Il l’a rencontrée vendredi à Alger

Ce que Saïd Sadi a dit à la délégation onusienne

Ce que Saïd Sadi a dit à la délégation onusienneL’ancien président du RCD a aligné un faisceau de faits pour souligner que cette élection sera l’exact remake des précédentes.

Première personnalité politique algérienne à rencontrer, le 11 avril à l’hôtel El-Djazaïr (ex-Saint-George), à Alger, une délégation de l’ONU qui séjourne actuellement en Algérie pour avoir une véritable photographie de la présidentielle du 17 avril, Saïd Sadi, ancien président du RCD, a soutenu que l’actuel chef de l’État est bien parti pour rester à El-Mouradia.

“L’élection se jouera sur le rapport de force qui prévaudra dans le système. En l’état actuel des choses, tout porte à croire que l’actuel chef de l’État sera le vainqueur de cette guerre de tranchées”, a-t-il dit aux membres de la délégation onusienne qui l’ont rencontré en sa qualité de personnalité politique. Il ne nourrit pas moins quelques appréhensions, dont celle de voir la réélection de Bouteflika émaillée d’incidents.

“Il est possible que des incidents plus au moins sérieux surviennent le jour du vote”, a-t-il expliqué, avant d’enchaîner : “Ces affrontements, s’ils venaient à avoir lieu, ne devraient pas, en tout cas dans un premier temps, dépasser les cercles claniques.” Pour autant, “aucun candidat” n’est assez crédible, à ses yeux, pour dénoncer la fraude alors que “tous connaissaient les conditions dans lesquelles ils s’étaient engagés”. Du point de vue de Saïd Sadi, ces “dérapages” peuvent être une aubaine pour “un clan de l’armée” qui s’en saisirait pour “justifier son retour au-devant de la scène”.  Quant aux conditions dans lesquelles se déroulera la présidentielle du 17 avril, l’ancien président du RCD a aligné un faisceau de faits pour souligner que cette élection sera l’exact remake des précédentes. Il a d’abord soulevé la question du non-assainissement du fichier électoral qu’il a qualifié de “levier essentiel de la fraude”. “On estime que plus de trois millions de voix appartenant aux militaires, policiers, gendarmes, douaniers, membres de la Protection civile et leur famille, sont laissées à la discrétion du pouvoir”, a affirmé M. Sadi. “La délégation de l’Union européenne qui avait soumis comme préalable à sa venue en 2012, le droit d’accéder au fichier électoral s’est vu opposé par la suite un niet catégorique une fois sur place. Ce reniement du gouvernement algérien est probablement à l’origine du refus de l’UE de s’impliquer dans l’observation de cette élection présidentielle”, a-t-il ajouté. L’ancien président du RCD a aussi cité “l’interdiction d’antenne et de salles” dont fait l’objet l’opposition, le non-octroi de visas aux journalistes étrangers alors que la campagne électorale tire à sa fin, etc.

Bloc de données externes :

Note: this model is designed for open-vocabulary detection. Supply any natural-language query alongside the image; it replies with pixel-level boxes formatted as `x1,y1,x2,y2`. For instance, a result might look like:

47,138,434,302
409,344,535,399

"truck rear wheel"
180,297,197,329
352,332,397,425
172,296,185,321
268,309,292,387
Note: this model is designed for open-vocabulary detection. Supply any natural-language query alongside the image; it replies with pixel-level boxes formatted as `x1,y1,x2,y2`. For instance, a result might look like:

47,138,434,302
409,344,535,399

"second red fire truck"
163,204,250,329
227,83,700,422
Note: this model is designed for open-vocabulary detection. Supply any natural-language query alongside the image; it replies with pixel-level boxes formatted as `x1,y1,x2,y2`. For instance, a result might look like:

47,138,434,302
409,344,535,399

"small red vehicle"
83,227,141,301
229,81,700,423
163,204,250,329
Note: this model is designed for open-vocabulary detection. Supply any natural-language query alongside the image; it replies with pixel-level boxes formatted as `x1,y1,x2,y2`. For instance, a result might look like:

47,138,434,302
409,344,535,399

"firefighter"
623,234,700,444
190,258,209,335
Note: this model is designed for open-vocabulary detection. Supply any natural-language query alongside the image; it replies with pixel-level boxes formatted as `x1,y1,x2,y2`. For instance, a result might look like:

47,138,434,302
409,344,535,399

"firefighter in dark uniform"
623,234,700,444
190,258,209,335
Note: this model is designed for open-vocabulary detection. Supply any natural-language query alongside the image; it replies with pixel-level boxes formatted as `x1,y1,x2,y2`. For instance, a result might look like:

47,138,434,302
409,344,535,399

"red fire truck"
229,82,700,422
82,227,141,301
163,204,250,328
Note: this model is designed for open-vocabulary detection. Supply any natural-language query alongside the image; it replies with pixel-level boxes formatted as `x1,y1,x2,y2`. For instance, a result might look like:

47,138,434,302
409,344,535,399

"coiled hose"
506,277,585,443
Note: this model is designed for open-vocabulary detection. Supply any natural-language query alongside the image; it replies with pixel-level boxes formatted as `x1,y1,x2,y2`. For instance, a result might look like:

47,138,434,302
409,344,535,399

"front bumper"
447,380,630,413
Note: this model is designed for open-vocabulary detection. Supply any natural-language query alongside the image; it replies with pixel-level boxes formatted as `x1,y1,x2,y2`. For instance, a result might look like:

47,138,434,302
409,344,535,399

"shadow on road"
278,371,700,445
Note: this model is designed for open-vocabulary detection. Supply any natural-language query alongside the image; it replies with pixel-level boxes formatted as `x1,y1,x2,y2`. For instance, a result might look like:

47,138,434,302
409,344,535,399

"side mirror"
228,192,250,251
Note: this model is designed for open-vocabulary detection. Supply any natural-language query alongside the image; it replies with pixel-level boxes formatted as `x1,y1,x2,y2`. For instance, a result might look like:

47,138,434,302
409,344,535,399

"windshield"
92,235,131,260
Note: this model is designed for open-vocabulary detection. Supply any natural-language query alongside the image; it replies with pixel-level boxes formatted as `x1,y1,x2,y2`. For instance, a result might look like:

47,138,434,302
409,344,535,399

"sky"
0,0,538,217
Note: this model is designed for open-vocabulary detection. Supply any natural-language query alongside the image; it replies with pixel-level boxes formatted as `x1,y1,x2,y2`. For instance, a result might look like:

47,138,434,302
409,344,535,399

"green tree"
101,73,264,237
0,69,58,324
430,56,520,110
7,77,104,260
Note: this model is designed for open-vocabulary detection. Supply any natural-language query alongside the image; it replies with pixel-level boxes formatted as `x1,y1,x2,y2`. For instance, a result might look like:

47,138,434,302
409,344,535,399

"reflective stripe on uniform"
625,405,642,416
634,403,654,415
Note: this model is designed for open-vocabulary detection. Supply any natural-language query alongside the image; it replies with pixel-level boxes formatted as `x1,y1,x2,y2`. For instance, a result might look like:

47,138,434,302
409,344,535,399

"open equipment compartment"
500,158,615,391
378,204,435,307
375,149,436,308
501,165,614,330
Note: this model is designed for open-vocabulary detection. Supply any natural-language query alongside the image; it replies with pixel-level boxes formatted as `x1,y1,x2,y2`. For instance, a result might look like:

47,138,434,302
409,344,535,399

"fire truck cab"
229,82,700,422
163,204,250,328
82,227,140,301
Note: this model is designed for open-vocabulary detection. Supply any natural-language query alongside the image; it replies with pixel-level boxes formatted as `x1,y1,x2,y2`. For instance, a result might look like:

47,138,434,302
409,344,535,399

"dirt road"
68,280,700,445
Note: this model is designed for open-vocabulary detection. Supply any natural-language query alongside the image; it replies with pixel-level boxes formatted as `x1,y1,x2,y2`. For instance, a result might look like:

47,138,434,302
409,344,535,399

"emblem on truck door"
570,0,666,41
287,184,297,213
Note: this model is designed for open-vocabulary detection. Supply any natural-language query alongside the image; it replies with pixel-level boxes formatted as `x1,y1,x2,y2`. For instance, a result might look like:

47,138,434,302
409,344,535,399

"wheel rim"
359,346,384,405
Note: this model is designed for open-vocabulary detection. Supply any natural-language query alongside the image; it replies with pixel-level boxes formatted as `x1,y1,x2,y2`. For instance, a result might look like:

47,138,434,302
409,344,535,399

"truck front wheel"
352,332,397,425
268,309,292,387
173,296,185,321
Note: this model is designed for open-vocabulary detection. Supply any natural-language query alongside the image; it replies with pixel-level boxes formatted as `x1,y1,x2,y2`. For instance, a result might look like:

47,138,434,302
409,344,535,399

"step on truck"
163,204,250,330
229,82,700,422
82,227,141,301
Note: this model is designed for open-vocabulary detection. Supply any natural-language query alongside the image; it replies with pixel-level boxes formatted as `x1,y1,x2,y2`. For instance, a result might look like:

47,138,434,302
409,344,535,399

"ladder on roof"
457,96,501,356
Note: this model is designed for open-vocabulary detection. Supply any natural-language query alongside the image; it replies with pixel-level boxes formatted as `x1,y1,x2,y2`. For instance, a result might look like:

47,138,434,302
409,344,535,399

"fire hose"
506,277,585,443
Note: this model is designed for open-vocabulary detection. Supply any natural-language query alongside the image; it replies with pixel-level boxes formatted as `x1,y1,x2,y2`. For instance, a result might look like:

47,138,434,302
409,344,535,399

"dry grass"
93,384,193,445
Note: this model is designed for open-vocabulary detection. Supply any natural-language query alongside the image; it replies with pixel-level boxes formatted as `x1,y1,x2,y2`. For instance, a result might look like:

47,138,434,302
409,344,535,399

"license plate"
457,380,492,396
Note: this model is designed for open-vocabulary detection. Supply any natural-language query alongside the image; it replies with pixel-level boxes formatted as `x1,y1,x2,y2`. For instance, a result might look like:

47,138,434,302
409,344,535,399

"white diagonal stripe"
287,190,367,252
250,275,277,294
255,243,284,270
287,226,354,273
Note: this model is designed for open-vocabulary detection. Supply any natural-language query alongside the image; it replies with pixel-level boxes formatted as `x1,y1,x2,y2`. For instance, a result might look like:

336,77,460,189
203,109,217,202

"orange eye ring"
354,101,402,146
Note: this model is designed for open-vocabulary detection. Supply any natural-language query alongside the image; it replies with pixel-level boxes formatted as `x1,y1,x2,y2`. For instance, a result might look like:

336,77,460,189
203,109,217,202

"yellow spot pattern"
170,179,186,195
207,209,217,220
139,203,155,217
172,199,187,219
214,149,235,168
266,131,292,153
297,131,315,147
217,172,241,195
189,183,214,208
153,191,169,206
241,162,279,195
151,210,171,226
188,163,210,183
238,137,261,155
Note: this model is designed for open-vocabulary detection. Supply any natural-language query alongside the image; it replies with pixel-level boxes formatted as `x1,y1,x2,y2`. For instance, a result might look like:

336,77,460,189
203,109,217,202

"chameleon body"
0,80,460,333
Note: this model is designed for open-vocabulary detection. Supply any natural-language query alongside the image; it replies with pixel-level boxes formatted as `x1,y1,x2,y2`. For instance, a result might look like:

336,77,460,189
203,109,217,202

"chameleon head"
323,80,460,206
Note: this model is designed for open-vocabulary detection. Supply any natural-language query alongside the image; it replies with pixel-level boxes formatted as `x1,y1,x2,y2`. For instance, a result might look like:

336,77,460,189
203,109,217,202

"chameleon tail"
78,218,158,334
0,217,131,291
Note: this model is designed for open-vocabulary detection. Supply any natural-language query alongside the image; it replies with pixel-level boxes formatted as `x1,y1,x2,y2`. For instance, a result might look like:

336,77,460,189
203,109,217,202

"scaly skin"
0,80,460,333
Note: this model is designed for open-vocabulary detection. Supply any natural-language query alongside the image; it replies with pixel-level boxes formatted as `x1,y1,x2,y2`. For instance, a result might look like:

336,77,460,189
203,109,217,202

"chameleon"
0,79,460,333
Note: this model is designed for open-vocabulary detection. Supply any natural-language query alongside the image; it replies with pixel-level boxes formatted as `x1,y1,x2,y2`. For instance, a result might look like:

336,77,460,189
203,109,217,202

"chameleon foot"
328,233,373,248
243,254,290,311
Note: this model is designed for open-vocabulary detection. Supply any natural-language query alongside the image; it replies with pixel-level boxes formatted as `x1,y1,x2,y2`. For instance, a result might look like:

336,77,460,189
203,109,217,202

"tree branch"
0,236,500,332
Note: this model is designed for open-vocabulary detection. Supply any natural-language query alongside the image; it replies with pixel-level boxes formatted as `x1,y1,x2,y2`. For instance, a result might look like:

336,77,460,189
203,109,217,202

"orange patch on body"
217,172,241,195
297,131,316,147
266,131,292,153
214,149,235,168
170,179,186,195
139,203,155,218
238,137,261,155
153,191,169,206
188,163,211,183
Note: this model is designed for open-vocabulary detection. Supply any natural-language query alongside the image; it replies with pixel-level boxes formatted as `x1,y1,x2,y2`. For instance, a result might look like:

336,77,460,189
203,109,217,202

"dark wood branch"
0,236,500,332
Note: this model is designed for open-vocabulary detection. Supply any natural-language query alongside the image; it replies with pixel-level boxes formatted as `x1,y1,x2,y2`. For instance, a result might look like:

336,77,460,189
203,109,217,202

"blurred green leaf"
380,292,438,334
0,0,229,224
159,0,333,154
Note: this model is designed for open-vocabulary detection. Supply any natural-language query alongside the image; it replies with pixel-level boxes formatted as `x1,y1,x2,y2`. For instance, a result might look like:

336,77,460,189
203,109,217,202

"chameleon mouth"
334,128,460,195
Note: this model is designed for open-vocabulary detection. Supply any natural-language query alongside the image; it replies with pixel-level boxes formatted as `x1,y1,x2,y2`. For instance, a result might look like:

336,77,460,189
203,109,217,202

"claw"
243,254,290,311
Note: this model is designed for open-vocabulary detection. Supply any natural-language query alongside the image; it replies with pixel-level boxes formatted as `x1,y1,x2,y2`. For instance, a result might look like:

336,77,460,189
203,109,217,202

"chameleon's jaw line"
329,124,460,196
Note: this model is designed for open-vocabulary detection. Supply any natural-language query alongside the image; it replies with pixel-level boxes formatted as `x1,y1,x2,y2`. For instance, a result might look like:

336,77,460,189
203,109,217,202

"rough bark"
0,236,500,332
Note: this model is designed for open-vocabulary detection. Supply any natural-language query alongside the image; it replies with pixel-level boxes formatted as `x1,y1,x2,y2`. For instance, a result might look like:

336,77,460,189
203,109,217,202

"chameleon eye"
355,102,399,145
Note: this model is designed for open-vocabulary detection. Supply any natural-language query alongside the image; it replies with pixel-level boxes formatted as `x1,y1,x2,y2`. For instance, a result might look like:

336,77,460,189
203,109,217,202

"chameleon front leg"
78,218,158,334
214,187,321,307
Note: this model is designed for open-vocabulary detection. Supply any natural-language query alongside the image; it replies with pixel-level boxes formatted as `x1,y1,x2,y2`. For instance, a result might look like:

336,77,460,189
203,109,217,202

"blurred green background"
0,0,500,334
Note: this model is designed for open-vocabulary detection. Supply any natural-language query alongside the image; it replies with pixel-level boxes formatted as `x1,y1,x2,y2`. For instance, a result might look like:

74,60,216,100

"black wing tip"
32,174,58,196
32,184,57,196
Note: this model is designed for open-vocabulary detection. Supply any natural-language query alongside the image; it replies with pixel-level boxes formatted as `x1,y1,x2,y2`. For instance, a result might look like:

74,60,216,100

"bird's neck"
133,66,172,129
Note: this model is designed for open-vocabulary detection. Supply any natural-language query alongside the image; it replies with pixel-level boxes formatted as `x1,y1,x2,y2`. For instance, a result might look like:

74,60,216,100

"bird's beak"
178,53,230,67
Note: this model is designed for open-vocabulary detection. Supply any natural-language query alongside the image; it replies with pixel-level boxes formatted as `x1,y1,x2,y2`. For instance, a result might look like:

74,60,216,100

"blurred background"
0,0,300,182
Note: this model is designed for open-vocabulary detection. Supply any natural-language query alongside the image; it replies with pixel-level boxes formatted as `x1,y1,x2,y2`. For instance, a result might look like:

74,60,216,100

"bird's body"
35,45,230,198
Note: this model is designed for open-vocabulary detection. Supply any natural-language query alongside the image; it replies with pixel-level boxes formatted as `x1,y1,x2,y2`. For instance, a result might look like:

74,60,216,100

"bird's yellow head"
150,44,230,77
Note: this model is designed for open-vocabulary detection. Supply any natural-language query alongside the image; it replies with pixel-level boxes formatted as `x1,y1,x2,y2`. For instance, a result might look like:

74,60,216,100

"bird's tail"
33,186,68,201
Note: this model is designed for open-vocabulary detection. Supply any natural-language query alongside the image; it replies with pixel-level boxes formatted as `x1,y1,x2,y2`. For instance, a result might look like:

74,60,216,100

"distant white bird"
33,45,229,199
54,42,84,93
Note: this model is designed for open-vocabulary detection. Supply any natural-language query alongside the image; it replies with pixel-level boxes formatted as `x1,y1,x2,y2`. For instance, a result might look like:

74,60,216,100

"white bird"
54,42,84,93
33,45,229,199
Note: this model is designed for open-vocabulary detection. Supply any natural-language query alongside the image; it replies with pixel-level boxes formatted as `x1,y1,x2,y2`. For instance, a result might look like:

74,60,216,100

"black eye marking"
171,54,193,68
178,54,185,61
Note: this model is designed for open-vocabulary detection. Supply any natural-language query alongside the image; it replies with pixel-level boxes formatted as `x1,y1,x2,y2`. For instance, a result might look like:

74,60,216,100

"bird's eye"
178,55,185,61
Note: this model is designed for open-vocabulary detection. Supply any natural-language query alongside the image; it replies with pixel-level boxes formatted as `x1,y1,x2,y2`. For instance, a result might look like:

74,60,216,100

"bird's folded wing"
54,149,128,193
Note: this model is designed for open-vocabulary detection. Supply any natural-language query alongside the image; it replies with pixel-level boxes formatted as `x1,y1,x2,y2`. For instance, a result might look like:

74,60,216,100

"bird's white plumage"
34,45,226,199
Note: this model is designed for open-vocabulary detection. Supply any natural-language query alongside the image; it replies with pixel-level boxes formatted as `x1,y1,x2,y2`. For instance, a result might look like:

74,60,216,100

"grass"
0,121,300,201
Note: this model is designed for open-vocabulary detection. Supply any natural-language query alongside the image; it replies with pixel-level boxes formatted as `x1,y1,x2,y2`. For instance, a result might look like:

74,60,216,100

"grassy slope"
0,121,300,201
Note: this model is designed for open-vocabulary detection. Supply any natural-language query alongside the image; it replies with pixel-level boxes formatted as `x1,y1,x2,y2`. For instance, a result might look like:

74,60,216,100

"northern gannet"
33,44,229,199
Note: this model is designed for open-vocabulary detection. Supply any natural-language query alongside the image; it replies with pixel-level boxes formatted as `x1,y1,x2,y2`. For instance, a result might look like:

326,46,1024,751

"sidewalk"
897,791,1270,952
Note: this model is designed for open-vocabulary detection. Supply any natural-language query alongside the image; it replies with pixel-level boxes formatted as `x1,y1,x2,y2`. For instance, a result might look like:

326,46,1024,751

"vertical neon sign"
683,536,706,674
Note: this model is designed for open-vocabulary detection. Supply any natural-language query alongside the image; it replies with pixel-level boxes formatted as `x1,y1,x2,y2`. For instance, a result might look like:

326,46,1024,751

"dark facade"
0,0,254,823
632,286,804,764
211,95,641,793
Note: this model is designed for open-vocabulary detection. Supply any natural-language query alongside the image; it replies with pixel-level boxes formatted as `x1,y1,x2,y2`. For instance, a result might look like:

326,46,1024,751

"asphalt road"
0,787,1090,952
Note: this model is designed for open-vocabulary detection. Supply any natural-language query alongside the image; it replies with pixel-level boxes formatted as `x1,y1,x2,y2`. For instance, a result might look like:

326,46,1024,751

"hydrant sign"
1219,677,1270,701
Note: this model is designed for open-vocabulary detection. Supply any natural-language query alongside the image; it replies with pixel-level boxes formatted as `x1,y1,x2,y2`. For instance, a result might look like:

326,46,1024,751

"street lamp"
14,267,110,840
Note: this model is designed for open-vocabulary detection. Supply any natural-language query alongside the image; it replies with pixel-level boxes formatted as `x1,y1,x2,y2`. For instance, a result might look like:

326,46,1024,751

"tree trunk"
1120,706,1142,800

Concernant les candidats à la présidentielle du 17 avril, Saïd Sadi les a répartis en deux groupes : le premier est constitué par “les lièvres professionnels” qui “s’engagent dans tous les scrutins pour les subventions conséquentes (…)” et le second est composé du duo Bouteflika-Benflis, deux responsables “issus du même système”. “Les contenus des programmes sont largement en déphasage au regard de la nature et de la quantité des réformes structurelles attendues par le pays”, a-t-il déploré. Le constat de Saïd Sadi est que “la masse de la population est relativement peu concernée par l’élection”. Selon lui, quatre facteurs pourront amplifier le taux d’abstention : la nomination par Bouteflika de membres de “sa tribu” à des postes clé (Intérieur, Justice, Conseil constitutionnel), l’incapacité du chef de l’État à assurer le minimum de ses charges, l’absence de candidat de l’opposition démocratique et du courant islamiste et les violences qui ont caractérisé la campagne électorale.

Le refus par tous les candidats de la proposition faite par une grande partie de l’opposition, de confier l’organisation de l’élection à une commission indépendante, d’une part, et de l’assainissement du fichier électoral, d’autre part, n’est pas de nature, aux yeux de M. Sadi, à encourager les Algériens à se rendre aux urnes.  
Il faut souligner que la délégation onusienne aura des rencontres avec d’autres personnalités et responsables de partis politiques de différents bords.
Elle n’est pas venue en Algérie pour assurer une observation de la présidentielle mais juste pour consigner les conditions générales du déroulement de la campagne électorale et du scrutin. Outre Alger, la délégation onusienne a inscrit à son agenda deux déplacements, l’un à Tizi Ouzou et l’autre à Tamanrasset. Ses membres de la délégation ne feront pas de déclarations publiques et devront remettre, à la fin de leur mission, un rapport à M. Ban Ki-moon, SG de l’ONU.